Kenyatta, who will not be on the ballot due to a constitutional limit of two five-year terms, opted to back Odinga against his deputy Ruto, whom Kenyatta says is unfit to be president of Kenya, East Africa’s biggest economy.
“Very early in my second term I did make it clear to the Kenyan people that mine was a choice of leadership over politics,” Kenyatta said at a meeting of the party’s national delegates council on Saturday.
In Odinga’s last three campaigns for office in 2007, 2013, and 2017, he challenged the outcomes, saying his victories were stolen.
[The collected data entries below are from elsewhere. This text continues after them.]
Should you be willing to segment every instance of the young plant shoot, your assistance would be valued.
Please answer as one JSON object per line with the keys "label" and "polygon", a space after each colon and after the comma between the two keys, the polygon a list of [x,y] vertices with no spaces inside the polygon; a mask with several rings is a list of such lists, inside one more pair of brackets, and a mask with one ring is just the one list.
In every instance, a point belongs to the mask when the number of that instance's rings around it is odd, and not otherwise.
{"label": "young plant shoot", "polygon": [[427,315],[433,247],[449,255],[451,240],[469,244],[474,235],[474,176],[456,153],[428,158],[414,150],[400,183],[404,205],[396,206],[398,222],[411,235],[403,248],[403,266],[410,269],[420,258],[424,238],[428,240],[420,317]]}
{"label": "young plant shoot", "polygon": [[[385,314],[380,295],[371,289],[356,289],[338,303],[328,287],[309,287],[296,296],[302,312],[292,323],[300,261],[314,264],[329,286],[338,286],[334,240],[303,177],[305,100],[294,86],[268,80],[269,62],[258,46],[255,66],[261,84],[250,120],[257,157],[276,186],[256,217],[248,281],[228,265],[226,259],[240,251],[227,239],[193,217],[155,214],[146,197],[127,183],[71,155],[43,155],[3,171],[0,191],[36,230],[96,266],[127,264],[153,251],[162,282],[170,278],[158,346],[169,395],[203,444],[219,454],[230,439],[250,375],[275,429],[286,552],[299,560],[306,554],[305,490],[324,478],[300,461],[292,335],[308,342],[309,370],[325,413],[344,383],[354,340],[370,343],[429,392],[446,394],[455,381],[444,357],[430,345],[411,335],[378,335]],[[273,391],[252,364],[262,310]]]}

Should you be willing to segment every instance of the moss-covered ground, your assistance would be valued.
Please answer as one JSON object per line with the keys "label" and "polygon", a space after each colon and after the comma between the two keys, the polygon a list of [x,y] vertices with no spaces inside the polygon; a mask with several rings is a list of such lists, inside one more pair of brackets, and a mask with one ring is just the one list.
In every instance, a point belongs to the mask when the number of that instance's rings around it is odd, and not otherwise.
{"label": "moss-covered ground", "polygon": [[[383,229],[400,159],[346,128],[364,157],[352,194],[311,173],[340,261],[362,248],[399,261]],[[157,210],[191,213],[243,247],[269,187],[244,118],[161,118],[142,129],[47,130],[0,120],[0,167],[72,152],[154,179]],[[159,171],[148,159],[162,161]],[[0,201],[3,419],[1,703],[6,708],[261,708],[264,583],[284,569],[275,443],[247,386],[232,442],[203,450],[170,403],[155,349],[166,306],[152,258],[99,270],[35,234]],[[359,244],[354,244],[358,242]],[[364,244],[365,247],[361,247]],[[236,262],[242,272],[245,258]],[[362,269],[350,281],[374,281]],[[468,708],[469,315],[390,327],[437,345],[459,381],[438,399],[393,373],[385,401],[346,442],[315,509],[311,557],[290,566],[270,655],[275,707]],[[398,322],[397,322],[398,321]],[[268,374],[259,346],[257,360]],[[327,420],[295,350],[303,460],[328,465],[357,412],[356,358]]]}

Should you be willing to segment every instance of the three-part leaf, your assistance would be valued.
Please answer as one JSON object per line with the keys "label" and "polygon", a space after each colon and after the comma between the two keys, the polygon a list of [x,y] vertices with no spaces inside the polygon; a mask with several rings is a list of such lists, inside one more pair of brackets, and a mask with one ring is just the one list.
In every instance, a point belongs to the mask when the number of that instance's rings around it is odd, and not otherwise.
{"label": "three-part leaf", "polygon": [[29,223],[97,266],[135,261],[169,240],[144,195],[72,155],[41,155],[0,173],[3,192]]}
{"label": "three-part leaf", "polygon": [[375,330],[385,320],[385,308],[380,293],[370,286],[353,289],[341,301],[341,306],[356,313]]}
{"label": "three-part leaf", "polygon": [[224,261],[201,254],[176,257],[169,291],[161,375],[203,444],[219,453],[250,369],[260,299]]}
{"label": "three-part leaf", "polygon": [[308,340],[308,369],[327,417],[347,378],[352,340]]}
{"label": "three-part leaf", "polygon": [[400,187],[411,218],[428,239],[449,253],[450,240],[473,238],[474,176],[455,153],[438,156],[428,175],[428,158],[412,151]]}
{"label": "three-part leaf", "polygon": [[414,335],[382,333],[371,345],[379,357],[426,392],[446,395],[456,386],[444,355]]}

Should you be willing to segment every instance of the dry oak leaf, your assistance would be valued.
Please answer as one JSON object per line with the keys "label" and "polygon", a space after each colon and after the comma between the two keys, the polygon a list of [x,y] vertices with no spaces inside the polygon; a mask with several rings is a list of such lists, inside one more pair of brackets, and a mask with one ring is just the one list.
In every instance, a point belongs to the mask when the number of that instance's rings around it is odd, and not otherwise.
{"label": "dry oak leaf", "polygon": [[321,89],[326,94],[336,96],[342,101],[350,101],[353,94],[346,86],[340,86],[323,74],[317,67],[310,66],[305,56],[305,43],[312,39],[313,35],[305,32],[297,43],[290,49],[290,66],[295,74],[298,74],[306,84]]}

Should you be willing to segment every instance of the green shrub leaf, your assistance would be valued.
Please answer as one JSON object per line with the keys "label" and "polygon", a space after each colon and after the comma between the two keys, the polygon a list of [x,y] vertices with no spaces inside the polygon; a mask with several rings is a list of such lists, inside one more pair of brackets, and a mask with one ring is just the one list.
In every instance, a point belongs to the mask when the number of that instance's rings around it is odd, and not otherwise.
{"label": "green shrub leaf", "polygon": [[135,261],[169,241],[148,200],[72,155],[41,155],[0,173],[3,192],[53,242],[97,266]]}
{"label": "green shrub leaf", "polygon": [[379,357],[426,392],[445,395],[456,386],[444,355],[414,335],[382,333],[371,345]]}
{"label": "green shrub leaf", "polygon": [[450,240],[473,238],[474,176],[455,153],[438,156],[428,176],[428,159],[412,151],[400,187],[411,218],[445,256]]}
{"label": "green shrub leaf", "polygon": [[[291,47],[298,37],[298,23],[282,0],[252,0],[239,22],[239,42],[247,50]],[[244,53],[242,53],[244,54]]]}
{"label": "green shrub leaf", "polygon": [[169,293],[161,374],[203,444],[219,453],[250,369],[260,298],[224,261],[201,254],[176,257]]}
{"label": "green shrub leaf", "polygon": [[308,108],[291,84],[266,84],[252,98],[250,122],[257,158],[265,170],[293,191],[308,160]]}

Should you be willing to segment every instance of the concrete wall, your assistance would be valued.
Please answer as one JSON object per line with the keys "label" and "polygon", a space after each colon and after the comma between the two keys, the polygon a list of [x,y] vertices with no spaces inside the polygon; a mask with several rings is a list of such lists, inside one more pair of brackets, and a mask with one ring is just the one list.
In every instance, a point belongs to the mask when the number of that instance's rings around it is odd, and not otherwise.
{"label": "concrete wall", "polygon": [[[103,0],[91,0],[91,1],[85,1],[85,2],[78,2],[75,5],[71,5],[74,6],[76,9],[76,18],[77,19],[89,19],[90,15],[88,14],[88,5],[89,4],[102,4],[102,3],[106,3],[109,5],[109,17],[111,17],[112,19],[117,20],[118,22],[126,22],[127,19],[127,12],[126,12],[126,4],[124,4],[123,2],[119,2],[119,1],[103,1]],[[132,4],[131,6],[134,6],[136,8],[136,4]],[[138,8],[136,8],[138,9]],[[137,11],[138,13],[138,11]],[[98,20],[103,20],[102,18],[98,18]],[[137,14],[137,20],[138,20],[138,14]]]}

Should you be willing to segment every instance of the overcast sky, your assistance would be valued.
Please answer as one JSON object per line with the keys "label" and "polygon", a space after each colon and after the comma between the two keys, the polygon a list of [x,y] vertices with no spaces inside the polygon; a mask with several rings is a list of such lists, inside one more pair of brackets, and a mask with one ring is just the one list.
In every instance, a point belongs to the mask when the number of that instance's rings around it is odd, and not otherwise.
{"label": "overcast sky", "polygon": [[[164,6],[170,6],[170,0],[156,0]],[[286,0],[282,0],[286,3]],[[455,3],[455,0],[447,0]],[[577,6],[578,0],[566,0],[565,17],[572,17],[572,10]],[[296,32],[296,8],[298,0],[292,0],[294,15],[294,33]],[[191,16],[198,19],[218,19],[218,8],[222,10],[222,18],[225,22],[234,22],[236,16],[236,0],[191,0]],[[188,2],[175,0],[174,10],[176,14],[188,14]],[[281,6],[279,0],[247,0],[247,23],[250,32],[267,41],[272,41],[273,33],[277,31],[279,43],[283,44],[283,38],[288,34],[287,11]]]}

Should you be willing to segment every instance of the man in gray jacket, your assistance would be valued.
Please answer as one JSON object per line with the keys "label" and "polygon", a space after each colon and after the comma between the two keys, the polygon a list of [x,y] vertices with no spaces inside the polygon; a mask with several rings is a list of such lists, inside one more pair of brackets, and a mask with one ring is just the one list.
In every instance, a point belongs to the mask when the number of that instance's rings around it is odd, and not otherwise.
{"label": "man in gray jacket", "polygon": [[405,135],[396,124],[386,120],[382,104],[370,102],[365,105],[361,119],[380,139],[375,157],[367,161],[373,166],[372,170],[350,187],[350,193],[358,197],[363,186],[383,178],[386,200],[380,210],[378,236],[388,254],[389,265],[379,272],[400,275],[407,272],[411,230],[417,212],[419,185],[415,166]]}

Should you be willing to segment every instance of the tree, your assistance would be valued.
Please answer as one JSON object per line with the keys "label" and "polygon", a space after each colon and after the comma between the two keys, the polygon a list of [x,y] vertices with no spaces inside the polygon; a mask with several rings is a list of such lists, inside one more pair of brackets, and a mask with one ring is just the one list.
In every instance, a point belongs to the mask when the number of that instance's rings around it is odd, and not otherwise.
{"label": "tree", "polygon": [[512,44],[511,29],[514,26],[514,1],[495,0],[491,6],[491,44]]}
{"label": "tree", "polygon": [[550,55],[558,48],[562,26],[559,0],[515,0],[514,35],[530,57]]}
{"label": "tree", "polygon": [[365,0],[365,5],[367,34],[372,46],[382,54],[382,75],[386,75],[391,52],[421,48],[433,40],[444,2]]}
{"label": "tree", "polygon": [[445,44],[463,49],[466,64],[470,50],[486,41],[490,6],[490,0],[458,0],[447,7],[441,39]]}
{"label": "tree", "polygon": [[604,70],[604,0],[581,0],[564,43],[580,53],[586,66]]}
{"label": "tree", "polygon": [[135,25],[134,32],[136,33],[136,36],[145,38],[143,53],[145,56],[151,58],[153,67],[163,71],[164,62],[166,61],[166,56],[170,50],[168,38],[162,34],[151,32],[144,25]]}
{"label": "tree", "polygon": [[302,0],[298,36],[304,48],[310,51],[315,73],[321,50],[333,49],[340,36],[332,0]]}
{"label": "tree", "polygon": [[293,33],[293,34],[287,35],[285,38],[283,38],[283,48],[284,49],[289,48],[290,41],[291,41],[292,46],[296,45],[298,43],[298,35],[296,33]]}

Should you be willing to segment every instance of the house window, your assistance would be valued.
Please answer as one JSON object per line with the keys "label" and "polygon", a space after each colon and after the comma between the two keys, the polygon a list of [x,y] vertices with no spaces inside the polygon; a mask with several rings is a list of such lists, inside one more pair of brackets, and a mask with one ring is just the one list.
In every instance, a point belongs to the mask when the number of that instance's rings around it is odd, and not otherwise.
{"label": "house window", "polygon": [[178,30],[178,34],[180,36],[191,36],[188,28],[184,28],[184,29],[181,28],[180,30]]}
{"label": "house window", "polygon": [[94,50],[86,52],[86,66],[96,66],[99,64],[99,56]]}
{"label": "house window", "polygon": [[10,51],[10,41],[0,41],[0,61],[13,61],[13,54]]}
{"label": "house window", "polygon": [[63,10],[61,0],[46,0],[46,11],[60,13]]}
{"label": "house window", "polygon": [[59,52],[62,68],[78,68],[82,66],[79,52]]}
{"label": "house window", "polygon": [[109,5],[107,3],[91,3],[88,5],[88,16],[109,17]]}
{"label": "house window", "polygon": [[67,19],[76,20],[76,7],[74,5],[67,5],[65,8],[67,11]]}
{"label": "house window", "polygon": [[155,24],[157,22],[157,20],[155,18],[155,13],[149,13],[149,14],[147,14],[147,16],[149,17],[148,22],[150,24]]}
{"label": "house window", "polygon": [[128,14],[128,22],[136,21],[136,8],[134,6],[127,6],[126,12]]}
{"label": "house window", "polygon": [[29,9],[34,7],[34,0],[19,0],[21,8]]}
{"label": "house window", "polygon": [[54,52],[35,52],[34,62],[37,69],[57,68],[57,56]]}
Deadly clashes followed the 2007 and 2017 votes.
But he made peace with Kenyatta in early 2018, effectively sidelining Ruto, who is standing with a new party called United Democratic Alliance, after quitting Jubilee.
Odinga is touting his long experience in national leadership, including a stint as prime minister.
He has also promised to stamp out widespread graft, give a monthly stipend of 6,000 shillings ($52.75) to the unemployed, and unite Kenya’s ethnic groups.
Odinga, Kenyatta and Ruto come from three of the four biggest ethnic groups. Both candidates are fighting to secure the support of Kenyatta’s Kikuyu group, the nation’s most populous, which has produced three of the nation’s four presidents since independence from Britain in 1963.
Ruto has wooed Kikuyu voters by pledging to shift the government’s economic focus from large infrastructure projects, and big state-owned firms, to small enterprises owned by what he calls “hustlers.”
He has sought to portray himself as an advocate for the poor and dismissing Kenyatta, the son of Kenya’s first president, and Odinga, the son of its first vice president, as dynastic elites who are out of touch.
The delegates, all donning the party’s signature red, also formally removed Ruto as Jubilee’s deputy party leader at Saturday’s convention.